An employer willing to sponsor and take the risk of an H1 but not offering health coverage? That sounds very strange. H1 is up for approval April 2009 and it may again turn into a lottery. Jobs can be started October of 2009.

Bevdeforges please share additional info about insurance companies offering coverage for two without group contracts around 200$. Thank you.


----------



## Bevdeforges (Nov 16, 2007)

twostep said:


> Bevdeforges please share additional info about insurance companies offering coverage for two without group contracts around 200$. Thank you.

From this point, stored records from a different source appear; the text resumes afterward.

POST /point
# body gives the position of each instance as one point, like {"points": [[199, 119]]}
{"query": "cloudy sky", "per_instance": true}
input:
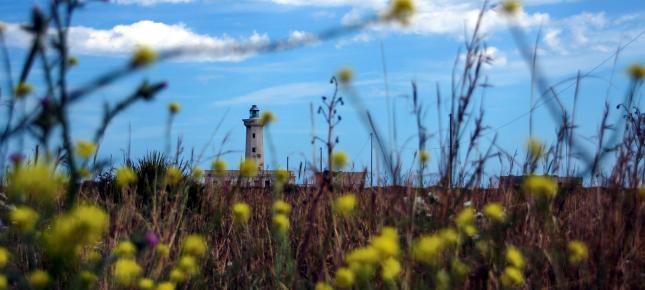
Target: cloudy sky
{"points": [[577, 35]]}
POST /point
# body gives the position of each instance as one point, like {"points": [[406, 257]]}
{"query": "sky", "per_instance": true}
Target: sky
{"points": [[576, 36]]}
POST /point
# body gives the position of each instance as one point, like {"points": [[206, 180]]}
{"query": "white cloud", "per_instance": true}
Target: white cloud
{"points": [[149, 2], [281, 94], [123, 39]]}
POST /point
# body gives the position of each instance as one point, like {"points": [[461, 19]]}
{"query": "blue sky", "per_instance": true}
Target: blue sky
{"points": [[577, 35]]}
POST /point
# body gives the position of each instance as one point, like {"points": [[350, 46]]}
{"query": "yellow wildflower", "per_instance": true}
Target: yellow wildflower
{"points": [[401, 10], [515, 257], [144, 55], [166, 286], [146, 284], [541, 186], [241, 213], [23, 89], [424, 157], [39, 279], [345, 204], [4, 257], [281, 207], [512, 277], [248, 168], [511, 7], [495, 212], [345, 75], [38, 182], [219, 166], [24, 218], [188, 264], [173, 175], [126, 271], [578, 252], [636, 71], [282, 176], [390, 269], [125, 176], [195, 245], [162, 250], [267, 118], [85, 149], [177, 275], [344, 278], [174, 107], [339, 160], [281, 222], [197, 173], [428, 249], [125, 249], [323, 286]]}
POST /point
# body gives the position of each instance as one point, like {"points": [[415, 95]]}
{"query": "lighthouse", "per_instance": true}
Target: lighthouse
{"points": [[254, 141]]}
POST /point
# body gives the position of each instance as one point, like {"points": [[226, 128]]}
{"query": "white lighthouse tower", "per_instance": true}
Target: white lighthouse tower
{"points": [[254, 141]]}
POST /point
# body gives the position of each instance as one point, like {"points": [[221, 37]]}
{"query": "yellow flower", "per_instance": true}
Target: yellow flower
{"points": [[24, 218], [248, 168], [344, 278], [125, 249], [282, 176], [323, 286], [428, 249], [541, 186], [4, 257], [495, 212], [345, 75], [173, 175], [424, 157], [197, 173], [267, 118], [125, 176], [339, 160], [515, 257], [126, 271], [281, 207], [345, 204], [511, 7], [219, 166], [23, 89], [578, 252], [4, 284], [174, 107], [636, 71], [512, 277], [241, 213], [281, 222], [188, 264], [390, 269], [162, 250], [535, 148], [38, 182], [401, 10], [85, 149], [166, 286], [177, 275], [144, 55], [146, 284], [39, 279], [195, 245]]}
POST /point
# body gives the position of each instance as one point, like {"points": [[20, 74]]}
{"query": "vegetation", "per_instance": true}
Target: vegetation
{"points": [[70, 221]]}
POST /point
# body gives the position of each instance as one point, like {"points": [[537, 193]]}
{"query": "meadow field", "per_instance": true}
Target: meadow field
{"points": [[69, 220]]}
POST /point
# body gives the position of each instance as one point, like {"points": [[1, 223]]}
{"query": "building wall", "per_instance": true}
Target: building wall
{"points": [[254, 139]]}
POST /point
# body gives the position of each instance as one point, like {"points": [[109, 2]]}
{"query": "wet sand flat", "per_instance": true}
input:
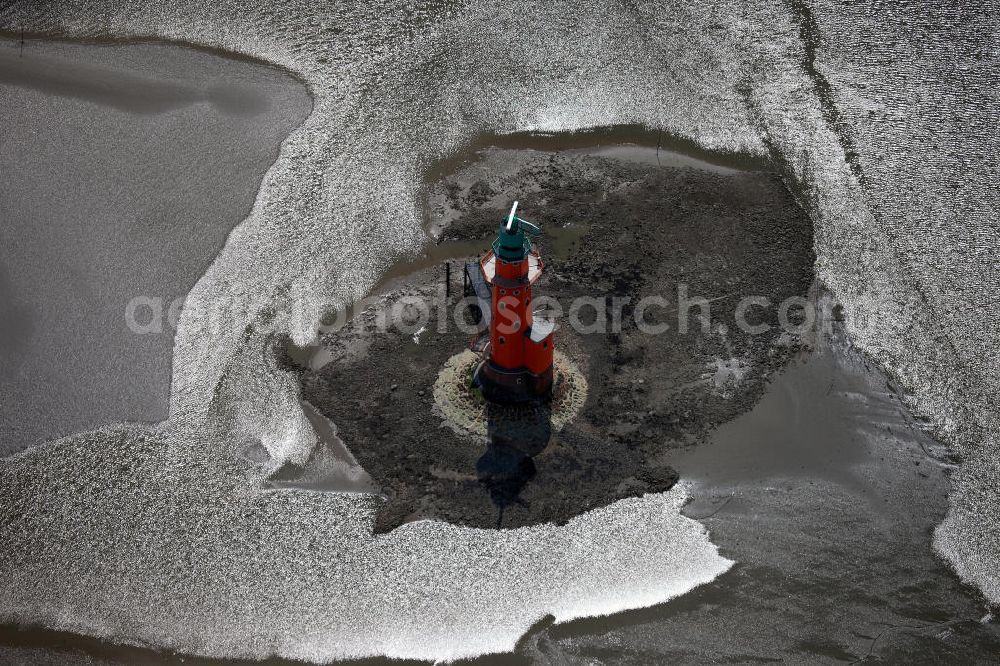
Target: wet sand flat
{"points": [[124, 169]]}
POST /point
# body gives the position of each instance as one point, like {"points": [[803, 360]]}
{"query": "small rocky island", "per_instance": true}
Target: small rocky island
{"points": [[612, 230]]}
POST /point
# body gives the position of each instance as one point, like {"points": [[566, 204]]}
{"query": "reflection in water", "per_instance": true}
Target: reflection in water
{"points": [[515, 435]]}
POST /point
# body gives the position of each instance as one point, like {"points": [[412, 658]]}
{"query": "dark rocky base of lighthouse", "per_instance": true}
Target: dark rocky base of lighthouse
{"points": [[611, 229]]}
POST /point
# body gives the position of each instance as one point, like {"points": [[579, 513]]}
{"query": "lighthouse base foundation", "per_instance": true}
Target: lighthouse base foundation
{"points": [[506, 387]]}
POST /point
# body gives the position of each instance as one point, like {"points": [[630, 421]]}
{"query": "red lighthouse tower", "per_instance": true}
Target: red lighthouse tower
{"points": [[517, 363]]}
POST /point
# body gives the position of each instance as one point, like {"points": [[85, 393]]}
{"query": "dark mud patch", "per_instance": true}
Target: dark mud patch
{"points": [[615, 233]]}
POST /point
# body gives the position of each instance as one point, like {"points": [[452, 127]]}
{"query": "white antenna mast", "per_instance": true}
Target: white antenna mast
{"points": [[510, 218]]}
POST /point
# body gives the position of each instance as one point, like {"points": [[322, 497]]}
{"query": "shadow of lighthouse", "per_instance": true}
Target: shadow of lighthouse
{"points": [[515, 435]]}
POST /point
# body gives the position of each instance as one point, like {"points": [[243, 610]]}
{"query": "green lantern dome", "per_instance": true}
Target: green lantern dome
{"points": [[513, 241]]}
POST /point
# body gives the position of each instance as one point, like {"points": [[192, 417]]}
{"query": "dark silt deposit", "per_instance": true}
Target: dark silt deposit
{"points": [[615, 231], [808, 513]]}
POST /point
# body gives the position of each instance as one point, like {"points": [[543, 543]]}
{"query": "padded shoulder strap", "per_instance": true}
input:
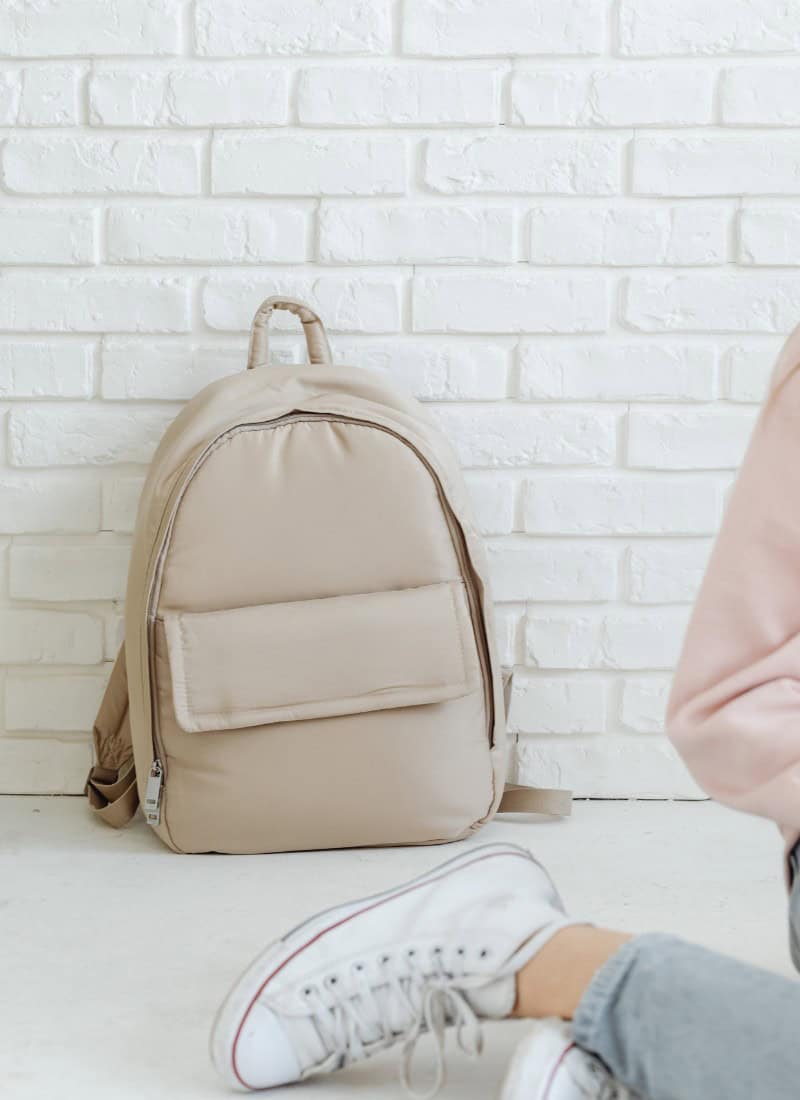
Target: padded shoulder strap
{"points": [[111, 784]]}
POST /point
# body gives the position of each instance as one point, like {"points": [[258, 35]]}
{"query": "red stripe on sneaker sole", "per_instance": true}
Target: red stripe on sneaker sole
{"points": [[400, 893]]}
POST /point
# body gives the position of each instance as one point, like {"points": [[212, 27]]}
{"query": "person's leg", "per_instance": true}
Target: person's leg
{"points": [[670, 1020], [795, 905]]}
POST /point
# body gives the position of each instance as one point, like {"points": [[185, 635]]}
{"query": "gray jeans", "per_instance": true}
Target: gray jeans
{"points": [[678, 1022]]}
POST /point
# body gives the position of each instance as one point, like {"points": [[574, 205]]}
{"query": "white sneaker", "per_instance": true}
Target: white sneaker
{"points": [[439, 950], [549, 1066]]}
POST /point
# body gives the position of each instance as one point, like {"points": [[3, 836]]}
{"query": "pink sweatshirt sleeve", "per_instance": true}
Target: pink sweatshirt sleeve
{"points": [[734, 711]]}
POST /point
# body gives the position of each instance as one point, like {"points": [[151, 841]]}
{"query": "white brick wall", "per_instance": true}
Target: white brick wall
{"points": [[574, 234]]}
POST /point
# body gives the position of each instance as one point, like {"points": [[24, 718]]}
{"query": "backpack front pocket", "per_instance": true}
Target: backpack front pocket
{"points": [[320, 658]]}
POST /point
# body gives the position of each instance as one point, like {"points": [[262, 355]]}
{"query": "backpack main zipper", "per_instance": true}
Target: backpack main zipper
{"points": [[156, 779]]}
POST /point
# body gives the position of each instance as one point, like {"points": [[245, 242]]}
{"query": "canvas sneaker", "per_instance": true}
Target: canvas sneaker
{"points": [[548, 1065], [440, 950]]}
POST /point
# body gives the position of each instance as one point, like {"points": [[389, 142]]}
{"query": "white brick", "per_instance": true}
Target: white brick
{"points": [[506, 625], [44, 637], [10, 96], [254, 164], [53, 436], [208, 233], [620, 639], [623, 372], [114, 635], [63, 28], [629, 235], [644, 704], [738, 301], [102, 165], [97, 303], [492, 502], [435, 371], [293, 26], [397, 96], [760, 95], [610, 767], [540, 705], [40, 96], [651, 28], [523, 569], [527, 436], [170, 372], [621, 96], [488, 28], [769, 237], [666, 573], [580, 505], [44, 235], [369, 304], [519, 301], [47, 504], [75, 571], [43, 766], [189, 96], [51, 370], [749, 369], [120, 501], [708, 440], [417, 233], [720, 164], [52, 703], [538, 164]]}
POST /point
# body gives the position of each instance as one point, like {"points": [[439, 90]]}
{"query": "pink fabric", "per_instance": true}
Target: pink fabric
{"points": [[734, 712]]}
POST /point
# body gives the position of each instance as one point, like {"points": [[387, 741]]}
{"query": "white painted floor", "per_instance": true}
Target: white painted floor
{"points": [[114, 952]]}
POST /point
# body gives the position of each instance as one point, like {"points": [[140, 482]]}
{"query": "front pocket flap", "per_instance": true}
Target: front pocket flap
{"points": [[319, 658]]}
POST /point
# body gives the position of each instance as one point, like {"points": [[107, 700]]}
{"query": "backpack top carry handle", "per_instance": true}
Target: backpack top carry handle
{"points": [[316, 339]]}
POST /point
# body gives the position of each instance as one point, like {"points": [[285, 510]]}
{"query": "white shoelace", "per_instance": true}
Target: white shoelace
{"points": [[403, 1003]]}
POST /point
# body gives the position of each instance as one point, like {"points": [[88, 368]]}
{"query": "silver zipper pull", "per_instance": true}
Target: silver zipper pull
{"points": [[152, 793]]}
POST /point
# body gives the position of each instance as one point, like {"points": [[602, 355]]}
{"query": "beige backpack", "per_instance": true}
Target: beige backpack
{"points": [[309, 658]]}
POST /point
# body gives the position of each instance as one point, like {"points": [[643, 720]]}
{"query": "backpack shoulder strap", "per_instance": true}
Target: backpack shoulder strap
{"points": [[535, 800], [111, 783]]}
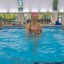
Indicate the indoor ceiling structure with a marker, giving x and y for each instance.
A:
(30, 5)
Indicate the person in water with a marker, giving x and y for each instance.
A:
(34, 26)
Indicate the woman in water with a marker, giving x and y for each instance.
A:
(34, 27)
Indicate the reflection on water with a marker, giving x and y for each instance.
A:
(15, 43)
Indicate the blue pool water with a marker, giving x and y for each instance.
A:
(17, 47)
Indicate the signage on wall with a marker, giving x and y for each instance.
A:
(55, 5)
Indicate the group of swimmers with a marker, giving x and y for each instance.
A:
(34, 26)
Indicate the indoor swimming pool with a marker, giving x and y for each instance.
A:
(18, 47)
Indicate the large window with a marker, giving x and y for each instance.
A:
(20, 5)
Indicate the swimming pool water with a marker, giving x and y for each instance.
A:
(18, 47)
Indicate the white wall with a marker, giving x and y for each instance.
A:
(37, 4)
(29, 5)
(61, 5)
(8, 5)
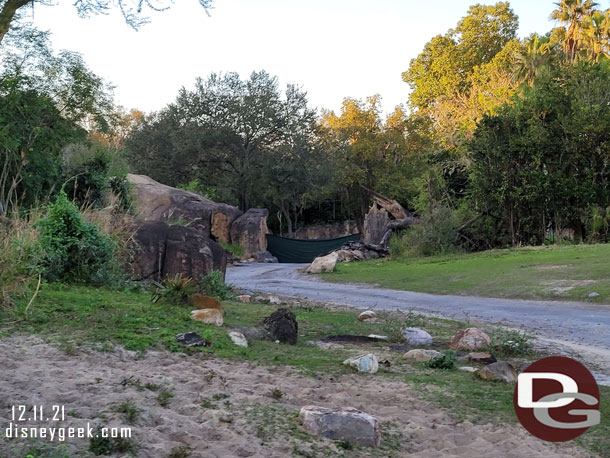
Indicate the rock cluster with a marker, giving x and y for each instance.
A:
(154, 201)
(349, 424)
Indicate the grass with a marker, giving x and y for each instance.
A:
(237, 250)
(568, 272)
(78, 317)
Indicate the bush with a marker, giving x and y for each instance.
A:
(446, 361)
(174, 291)
(74, 249)
(507, 342)
(213, 285)
(436, 233)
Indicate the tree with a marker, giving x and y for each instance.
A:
(223, 133)
(571, 14)
(540, 163)
(447, 61)
(132, 10)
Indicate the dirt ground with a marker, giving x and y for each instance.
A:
(223, 408)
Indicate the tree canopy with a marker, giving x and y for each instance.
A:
(133, 11)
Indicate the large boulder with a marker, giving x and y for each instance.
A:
(154, 201)
(327, 231)
(323, 264)
(470, 339)
(250, 232)
(282, 326)
(347, 424)
(500, 370)
(162, 250)
(376, 224)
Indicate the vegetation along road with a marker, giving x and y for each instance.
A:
(576, 323)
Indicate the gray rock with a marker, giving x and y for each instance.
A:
(238, 339)
(192, 339)
(364, 363)
(347, 424)
(417, 336)
(498, 371)
(420, 356)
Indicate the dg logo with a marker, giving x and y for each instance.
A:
(557, 399)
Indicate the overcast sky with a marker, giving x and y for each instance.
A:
(332, 48)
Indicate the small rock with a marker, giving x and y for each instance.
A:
(201, 301)
(208, 316)
(364, 363)
(323, 264)
(226, 418)
(420, 356)
(238, 339)
(282, 326)
(192, 339)
(417, 336)
(351, 425)
(467, 369)
(481, 357)
(368, 316)
(469, 339)
(498, 371)
(274, 300)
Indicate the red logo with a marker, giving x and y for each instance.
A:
(557, 399)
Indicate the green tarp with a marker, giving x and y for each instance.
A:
(304, 250)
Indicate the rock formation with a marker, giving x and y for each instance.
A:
(154, 201)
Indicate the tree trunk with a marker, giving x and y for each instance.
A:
(8, 14)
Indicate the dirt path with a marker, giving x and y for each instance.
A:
(573, 327)
(223, 408)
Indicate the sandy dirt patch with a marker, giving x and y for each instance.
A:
(241, 419)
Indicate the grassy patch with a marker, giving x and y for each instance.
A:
(77, 317)
(74, 316)
(568, 272)
(237, 250)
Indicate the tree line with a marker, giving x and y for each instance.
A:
(503, 141)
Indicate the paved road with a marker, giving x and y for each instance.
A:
(582, 324)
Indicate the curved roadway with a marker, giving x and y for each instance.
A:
(585, 326)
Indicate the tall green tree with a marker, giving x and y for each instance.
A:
(132, 11)
(572, 14)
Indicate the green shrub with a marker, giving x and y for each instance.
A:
(174, 291)
(19, 257)
(213, 285)
(446, 361)
(508, 342)
(74, 249)
(235, 249)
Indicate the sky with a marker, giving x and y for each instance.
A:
(332, 48)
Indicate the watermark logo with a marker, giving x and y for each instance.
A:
(557, 399)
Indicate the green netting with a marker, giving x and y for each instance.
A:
(304, 250)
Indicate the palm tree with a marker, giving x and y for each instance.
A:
(571, 14)
(596, 35)
(534, 58)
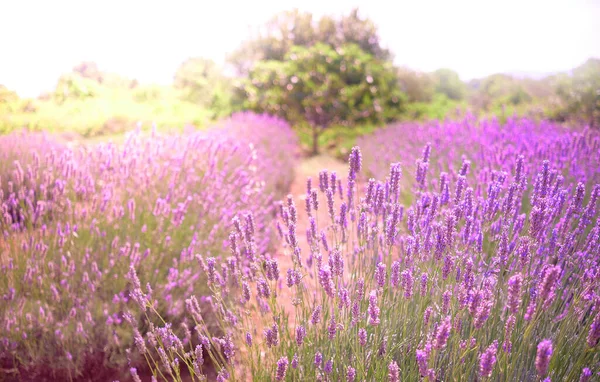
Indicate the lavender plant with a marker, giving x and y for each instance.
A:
(494, 280)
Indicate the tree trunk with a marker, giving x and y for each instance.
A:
(315, 139)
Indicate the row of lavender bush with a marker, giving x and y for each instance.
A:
(75, 219)
(478, 268)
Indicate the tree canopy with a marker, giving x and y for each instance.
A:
(322, 86)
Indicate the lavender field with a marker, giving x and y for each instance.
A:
(464, 249)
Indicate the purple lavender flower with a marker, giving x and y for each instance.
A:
(395, 274)
(336, 262)
(318, 359)
(315, 318)
(300, 335)
(263, 288)
(546, 288)
(380, 274)
(424, 277)
(282, 366)
(326, 280)
(542, 359)
(344, 298)
(594, 333)
(442, 333)
(355, 162)
(508, 328)
(446, 301)
(586, 375)
(332, 328)
(407, 283)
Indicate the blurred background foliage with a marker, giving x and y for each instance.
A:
(319, 73)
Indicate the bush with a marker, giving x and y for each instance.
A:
(84, 219)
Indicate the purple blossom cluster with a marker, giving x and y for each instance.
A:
(483, 266)
(89, 232)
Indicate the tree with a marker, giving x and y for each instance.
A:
(419, 87)
(323, 86)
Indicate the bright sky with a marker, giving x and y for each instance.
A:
(147, 40)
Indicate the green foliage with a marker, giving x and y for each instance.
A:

I checked one of those online sites that compares various plans available, based on your zip code and date of birth (plus whether or not you smoke). Deductibles ranged from $0 to $2700 or more, and in some cases the plans were said to be "compatible" with those MSA (I think that's what they are called) savings plans.

The health insurance situation in the US is extremely complicated. (Far more so than when I left the US a good 15 years ago.) It pays to remember that there are no national standards for what is called "health insurance" - and it is entirely possible to go without, or to purchase coverage only for "major medical" - which means you pick up anything short of emergency surgery or accident treatment. I assume that's what the $200 a month plan involved.
Cheers,
Bev


----------



## synthia (Apr 18, 2007)

I lived in Washington DC for years. It is a wonderful place to live if you live in the city, don't own a car or at least don't use it much. Most of the museums are free, there are free concerts in the parks in the summers, lots of festivals, and since there are height laws (no building can be higher than the top of the capital dome), the buildings are low and it is a very leafy, green place.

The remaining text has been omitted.